For multivariate phenotypes represented by large numbers of measurements, studying pairwise associations between all measurements and all alleles is highly inefficient. Mitteroecker et al. present a new approach that seeks combinations of loci that are maximally associated — in terms of effect size — with combinations of phenotypic variables. This identifies phenotypic features under strong genetic control, together with their associated allele effects. Applying this approach to a mouse sample, the authors found the dimensionality of the genotype-phenotype association was surprisingly low, with important consequences for gene identification.

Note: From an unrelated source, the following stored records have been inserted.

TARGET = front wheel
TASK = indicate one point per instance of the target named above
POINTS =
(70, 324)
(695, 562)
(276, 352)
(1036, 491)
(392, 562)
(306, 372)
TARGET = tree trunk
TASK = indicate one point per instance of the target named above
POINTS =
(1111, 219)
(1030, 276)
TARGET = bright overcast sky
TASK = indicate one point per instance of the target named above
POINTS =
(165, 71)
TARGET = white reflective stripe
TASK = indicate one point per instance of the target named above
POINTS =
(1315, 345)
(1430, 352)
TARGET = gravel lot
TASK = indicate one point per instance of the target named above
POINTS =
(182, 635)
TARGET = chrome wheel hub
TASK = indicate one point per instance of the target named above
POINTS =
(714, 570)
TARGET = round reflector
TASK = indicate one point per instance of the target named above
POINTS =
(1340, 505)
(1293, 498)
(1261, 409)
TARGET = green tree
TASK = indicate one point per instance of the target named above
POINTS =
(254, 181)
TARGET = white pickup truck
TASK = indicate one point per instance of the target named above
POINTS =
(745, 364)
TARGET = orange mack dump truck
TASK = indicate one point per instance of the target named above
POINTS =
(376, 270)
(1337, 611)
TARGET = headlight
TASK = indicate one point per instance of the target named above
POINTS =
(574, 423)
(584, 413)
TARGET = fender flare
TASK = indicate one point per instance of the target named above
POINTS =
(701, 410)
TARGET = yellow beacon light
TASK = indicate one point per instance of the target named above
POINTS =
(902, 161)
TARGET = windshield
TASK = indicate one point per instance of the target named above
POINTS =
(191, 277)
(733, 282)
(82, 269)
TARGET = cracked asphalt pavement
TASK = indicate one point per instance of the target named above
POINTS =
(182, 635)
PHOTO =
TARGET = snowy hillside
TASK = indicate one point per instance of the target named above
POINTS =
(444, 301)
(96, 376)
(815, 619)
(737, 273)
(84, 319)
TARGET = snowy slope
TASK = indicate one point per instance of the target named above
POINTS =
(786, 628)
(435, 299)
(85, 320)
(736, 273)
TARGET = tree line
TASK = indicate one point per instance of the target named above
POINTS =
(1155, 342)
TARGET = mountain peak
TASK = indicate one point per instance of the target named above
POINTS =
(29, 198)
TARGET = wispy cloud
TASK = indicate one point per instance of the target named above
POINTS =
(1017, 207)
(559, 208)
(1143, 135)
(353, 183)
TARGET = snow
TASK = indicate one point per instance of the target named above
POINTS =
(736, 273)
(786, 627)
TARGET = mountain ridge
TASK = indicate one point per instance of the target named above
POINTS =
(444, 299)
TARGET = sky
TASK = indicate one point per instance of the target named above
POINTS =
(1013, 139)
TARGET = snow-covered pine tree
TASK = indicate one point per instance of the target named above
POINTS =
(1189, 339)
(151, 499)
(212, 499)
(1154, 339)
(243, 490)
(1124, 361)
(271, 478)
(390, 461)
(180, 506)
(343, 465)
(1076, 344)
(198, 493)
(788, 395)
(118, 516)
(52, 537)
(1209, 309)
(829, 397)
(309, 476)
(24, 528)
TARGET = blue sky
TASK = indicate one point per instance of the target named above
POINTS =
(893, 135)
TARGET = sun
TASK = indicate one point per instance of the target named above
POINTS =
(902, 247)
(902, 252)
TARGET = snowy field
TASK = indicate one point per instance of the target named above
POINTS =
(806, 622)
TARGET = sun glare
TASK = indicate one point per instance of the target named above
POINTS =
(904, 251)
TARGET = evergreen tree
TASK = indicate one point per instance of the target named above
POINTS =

Quantitative single-embryo profile of Drosophila genome activation and the dorsal-ventral patterning network

pp. 1575–1584

Jeremy E. Sandler and Angelike Stathopoulos

One of the first milestones in Drosophila melanogaster development is the Maternal to Zygotic Transition (MZT), when maternal transcripts in the developing egg are degraded and the zygotic genome is activated. Sandler and Stathopoulos perform single-embryo RNA profiling without amplification to precisely measure transcription during the MZT as gene networks are being activated. Transcripts were quantified for 70 genes at ten time points, providing the first data on absolute numbers of transcripts during Drosophila development. This analysis revealed trends in gene networks including coregulation of target genes and specific temporal input by transcription factors.

Multiple barriers to the evolution of alternative gene orders in a positive-strand RNA virus

pp. 1503–1521

Anouk Willemsen, Mark P. Zwart, Nicolas Tromas, Eszter Majer, José-Antonio Daròs and Santiago F. Elena

In contrast to complex organisms, virus gene order is generally conserved. To better understand conservation of gene order, Willemsen et al. used a plant RNA virus as an in vivo model to explore evolutionary trajectories that result in viable reordered viruses. They identified five barriers to the evolution of alternative gene orders, revealing important constraints on virus evolution. The results of this study could serve as a road map for investigating the factors that constrain or promote the diversity of gene order in a range of organisms.